Eine meiner ersten Erfahrungen als Kredit-Analyst mit den Schwellenländern war die Argentinien-Krise 2001: Kaum war ich ins Berufsleben eingetreten, musste ich den im Rückblick größten Zahlungsausfall eines souveränen Staates in der Finanzgeschichte verstehen. Die Anleger waren zum damaligen Zeitpunkt noch traumatisiert von den wiederholten Krisen, die diese Aktivaklasse in den zwei vorangehenden Jahrzehnten ereilt hatten. Denn die damals jüngsten Krisen waren beileibe nicht die kleinsten: 1994 die Tequila-Krise in Mexiko, 1997 die Asien-Krise und 1998 die Rubel-Krise, in deren Folge die Rückzahlung ausländischer Schulden ausgesetzt wurde. Alle diese Länder – u.a. Russland, Argentinien, Südkorea, Mexiko, Brasilien – waren der Kern einer Gruppe von Staaten, die immer noch unter dem Begriff „Schwellenländer" zusammengefasst werden. Heute, knapp 20 Jahre später, fällt es den Jüngeren unter uns sicherlich schwer, sich vorzustellen, dass Mexiko und Brasilien in den 1980er- und 1990er-Jahren eine Hyperinflation erlebten. Vielleicht haben sie wie ich in wirtschaftswissenschaftlichen Lehrwerken davon gelesen, oder in Geschichtsbüchern.

Inflation Brasilien

Quelle: Bloomberg, IBGE

Mexiko wurde lange Zeit mit dem Begriff Tequila-Krise assoziiert. Und schon die Erwähnung des Anleihemarkts im Zusammenhang mit Emittenten wie Brasilien, Argentinien, Ecuador und sogar Polen erinnerte unweigerlich an „Brady Bonds"(1). 1996 hatte Polen nur ein BB-Rating von S&P, und Südkorea war 1998 lediglich mit B+ geratet.

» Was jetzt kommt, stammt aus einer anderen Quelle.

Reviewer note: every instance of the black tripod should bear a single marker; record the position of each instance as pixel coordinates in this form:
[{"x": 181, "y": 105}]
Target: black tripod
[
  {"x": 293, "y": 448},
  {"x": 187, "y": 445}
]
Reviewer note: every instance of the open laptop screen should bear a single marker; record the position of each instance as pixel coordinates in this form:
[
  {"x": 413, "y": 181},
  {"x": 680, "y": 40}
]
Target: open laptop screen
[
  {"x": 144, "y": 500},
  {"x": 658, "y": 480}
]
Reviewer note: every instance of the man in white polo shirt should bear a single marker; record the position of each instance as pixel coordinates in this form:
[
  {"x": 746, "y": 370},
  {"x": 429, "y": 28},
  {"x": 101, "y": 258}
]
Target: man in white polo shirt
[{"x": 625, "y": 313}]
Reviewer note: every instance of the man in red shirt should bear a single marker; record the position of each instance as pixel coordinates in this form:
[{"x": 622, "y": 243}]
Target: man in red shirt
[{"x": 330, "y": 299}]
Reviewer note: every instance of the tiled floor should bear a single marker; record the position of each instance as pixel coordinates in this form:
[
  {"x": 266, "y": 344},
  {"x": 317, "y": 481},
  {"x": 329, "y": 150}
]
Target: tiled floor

Südliche Länder, Dritte-Welt-Länder, unterentwickelte Länder und Least Developed Countries (LDC)(2), vielleicht sogar BRIC-Staaten(3)sind Begriffe, die heute der Vergangenheit angehören. In den 1980er-Jahren prägte die Weltbank allmählich die Bezeichnung „Emerging Markets" (Schwellenländer), wobei die genaue Zusammensetzung der Gruppe der Schwellenländer je nach Unternehmen/Institution, von JP Morgan über Morgan Stanley bis zum IWF, unterschiedlich ausfällt.

In den 1990er-Jahren führte die Internationale Finanz-Corporation den Begriff Frontier-Märkte für eine Gruppe von Ländern ein, deren Börsen noch zu klein waren, um sie wirklich als Schwellenländer zu bezeichnen. Später wurde der Begriff Frontier-Märkte auch für die Rentenmärkte benutzt. Der im Dezember 2011 von JP Morgan aufgelegte NEXGEM-Index(4) umfasst rund 30 Länder mit einem durchschnittlichen Rating von B+. Die Mongolei (B+), Vietnam (BB-), Sambia (B+), Bolivien (B) und der Senegal (B) zählen zu den Emittenten dieses neuen Index. Rentenportfoliomanager nutzen ihn, um bereits in diese Länder zu investieren, bevor ihre Kapitalmärkte richtig entwickelt sind. Der Index bietet eine Historie bis zum Dezember 2001.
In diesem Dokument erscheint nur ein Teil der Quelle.